La récente pluie de récompenses pour le film de Michel Hazanavicius, en parallèle avec Hugo Cabret de Martin Scorcese qui est un hommage à Georges Méliès, est révélatrice d'un symptôme qui touche depuis plusieurs années tout le spectacle vivant : le retour en arrière, le regard vers le passé, la nostalgie portée comme critère essentiel de la création. Une sorte de Paradis perdu qu'on s'évertue à retrouver…
L'Opéra Comique, devenu théâtre de résidence de Benjamin Lazar, est l'exemple le plus parlant. Le talent du metteur en scène n'est pas à remettre en cause. Néanmoins gestique, machineries et éclairages « baroques » semblent systématiques : Il Sant'Alessio, Cadmus et Hermione, Egisto, … Le coup de génie du Bourgeois Gentilhomme est devenu, semble-t-il, la règle, puisque cette esthétique a fait des petits : résurrection du visionnaire Atys du tandem Villégier / Christie, Rinaldo de Haendel par Louise Moaty – assistante de Benjamin Lazar, … L'Opéra national de Paris n'échappe pas à la règle : la mise en scène d'Ivan Alexandre pour Hippolyte et Aricie, toute réussie qu'elle soit, fait plus appel au XVIIIe siècle qu'aux résonances contemporaines du mythe de Phèdre. Il y a vingt ans Peter Sellars défrayait la chronique en transposant Giulio Cesare pendant la première guerre d'Irak pendant qu'Alfredo Arias faisait jouer certaines entrées des Indes Galantes au Festival d'Aix dans un décor digne de Woodstock. Plus récemment Andrei Serban proposait le même opéra dans une version décalée avec la chorégraphie moderne de Blanca Li et le duo Montalvo-Hervieu traitait Rameau avec des gestes venus du hip hop. Et maintenant ? L'audace est bien loin.

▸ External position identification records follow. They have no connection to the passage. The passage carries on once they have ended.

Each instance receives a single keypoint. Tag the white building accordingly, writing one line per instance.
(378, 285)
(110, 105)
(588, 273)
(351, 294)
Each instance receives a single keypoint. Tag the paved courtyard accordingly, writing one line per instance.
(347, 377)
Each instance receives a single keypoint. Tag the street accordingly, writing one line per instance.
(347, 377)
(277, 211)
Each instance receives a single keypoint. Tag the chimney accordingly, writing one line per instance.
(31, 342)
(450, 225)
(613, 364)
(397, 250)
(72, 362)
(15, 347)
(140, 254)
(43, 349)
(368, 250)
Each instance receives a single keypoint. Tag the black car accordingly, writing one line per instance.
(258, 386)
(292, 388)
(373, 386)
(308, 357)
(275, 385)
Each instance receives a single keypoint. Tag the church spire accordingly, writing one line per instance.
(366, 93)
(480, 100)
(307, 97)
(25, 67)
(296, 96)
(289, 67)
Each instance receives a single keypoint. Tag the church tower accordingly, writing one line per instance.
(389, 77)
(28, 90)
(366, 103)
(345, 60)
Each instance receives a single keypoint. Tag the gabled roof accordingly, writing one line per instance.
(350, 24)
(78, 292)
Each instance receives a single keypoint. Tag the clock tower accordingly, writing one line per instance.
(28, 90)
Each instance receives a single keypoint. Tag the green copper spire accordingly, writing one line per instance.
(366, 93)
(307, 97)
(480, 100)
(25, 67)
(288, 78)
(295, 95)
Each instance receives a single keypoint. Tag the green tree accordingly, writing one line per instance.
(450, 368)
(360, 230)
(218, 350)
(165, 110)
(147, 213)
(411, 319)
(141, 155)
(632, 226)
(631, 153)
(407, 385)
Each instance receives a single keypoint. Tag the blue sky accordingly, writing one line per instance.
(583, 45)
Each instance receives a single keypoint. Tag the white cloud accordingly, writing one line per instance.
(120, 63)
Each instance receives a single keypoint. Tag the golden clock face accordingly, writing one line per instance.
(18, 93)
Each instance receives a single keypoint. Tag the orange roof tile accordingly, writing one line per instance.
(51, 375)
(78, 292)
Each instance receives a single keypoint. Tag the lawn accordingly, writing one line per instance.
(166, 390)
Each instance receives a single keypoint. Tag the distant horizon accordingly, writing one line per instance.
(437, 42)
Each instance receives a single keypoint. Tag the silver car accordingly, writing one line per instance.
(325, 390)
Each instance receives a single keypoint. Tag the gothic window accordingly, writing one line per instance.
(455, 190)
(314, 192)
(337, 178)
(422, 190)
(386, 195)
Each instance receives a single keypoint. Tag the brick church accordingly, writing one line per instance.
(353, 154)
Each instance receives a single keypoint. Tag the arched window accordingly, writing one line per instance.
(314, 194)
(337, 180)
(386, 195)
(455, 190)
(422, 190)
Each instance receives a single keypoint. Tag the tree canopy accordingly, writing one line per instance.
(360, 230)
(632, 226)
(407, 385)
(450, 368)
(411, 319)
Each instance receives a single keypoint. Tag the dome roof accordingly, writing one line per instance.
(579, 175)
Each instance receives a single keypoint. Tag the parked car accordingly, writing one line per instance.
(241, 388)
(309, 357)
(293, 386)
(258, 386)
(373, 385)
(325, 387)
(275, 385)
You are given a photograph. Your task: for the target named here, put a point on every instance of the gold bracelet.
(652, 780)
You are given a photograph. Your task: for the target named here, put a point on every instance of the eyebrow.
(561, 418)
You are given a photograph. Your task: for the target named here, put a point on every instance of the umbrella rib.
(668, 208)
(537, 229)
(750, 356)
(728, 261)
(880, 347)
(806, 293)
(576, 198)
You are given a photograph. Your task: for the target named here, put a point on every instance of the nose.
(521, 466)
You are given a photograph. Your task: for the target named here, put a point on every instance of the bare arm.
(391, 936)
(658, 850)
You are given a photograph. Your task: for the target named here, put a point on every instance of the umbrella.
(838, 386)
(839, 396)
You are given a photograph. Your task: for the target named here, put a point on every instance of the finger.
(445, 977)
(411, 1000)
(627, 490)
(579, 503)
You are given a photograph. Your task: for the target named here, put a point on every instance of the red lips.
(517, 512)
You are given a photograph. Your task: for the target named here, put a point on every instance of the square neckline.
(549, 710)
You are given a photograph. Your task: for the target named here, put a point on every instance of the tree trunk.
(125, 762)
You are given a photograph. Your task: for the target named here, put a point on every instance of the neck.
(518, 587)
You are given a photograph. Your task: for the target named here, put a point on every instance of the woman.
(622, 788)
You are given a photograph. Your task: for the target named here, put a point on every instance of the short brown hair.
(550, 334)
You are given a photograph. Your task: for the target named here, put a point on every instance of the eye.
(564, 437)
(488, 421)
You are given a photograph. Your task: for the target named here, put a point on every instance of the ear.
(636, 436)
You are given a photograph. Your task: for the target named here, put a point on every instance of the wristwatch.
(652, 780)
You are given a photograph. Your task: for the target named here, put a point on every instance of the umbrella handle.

Depuis quelques années le repli créateur est évident, et l'avalanche de prix internationaux pour The Artist en est la preuve irréfutable. Sans faire l'apologie du modernisme, concept flou difficile à définir, on ne peut que regretter la tiédeur ambiante. Les saisons 2012/13 en France commencent à être connues, et pour l'instant aucune ne se fait remarquer par son originalité. Pour les scènes lyriques, on a ouvert le Kobbé, pour les orchestres, le dictionnaire de la musique symphonique, et pour les deux, la liste officielle des artistes à écouter en ce moment. Répertoires rebattus, artistes plus que consacrés, reconstitutions historiques lorgnant vers le passéisme… La vitalité créatrice du théâtre, malgré ses excès, avait pu enfin déteindre sur la musique classique ces dernières décennies. Nous constatons que le retour en arrière opéré depuis cinq ans est à présent bien ancré.